Friday, May 30, 2014

Barren Ground by Ellen Glasgow

Third reading; first read in the 1960s.


A funny thing happened in the 50 or so years since I first read this novel -- its message changed dramatically. Since I am pretty sure that the book itself has not magically altered, I can only conclude that age and experience caused me to perceive it differently.

This is the story of Dorinda, beginning in the 1890s in a defeated and barren South and following her story through to her middle age. Betrayed and left pregnant by her fiance', she rebuilds her life and learns to live "without joy," as the author herself puts it. When I first read this, I thought it a very sad story about learning to live without love. I felt that Dorinda had allowed the loss of her lover to ruin her life; although she became successful as an independent farmer and businesswoman, she never again found passion. Now, these many years later, I see the same story as one of triumph; Dorinda suffered a defeat, but she refused to allow it to destroy her. She determined her own destiny rather than depending upon someone else to determine it for her.

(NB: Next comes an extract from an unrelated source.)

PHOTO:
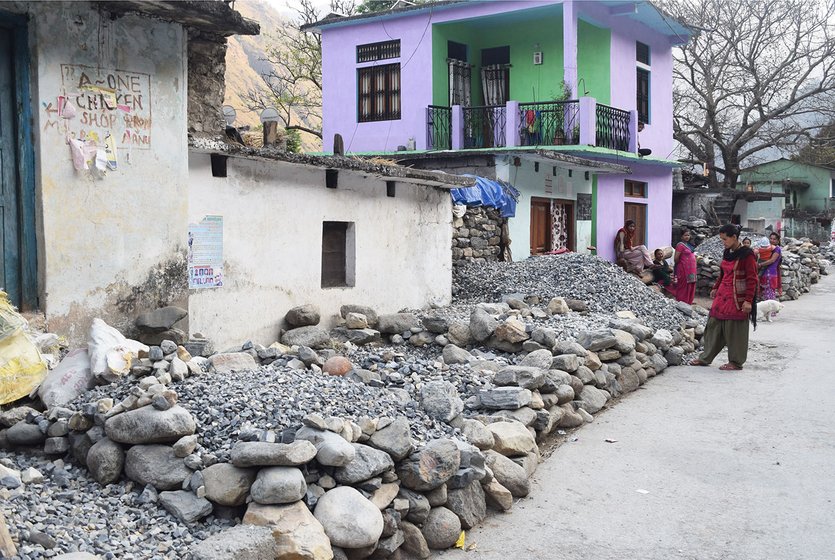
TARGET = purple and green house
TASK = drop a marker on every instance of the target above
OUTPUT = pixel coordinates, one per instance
(551, 90)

As to her loss of passion, age and experience have taught me that passion (sexual attraction) is not always equivalent to love that endures through good and bad. Toward the end of the book, Dorinda marries a man whom she respects and trusts, and I would venture to say that he improves her life more than her grand passion would ever have. The type of "joy" Dorinda experiences in her young adulthood seems to me to be fleeting under most circumstances, and the challenge to all, both male and female, is to adjust to a more mature viewpoint and recognize that excitement is a transient state, that bad things happen to almost everyone, and that life must go on.

Just a word about the writing: This novel puts most modern writers to shame. It is precise while being non-theatrical, and conveys a place and time and a woman with unflinching accuracy.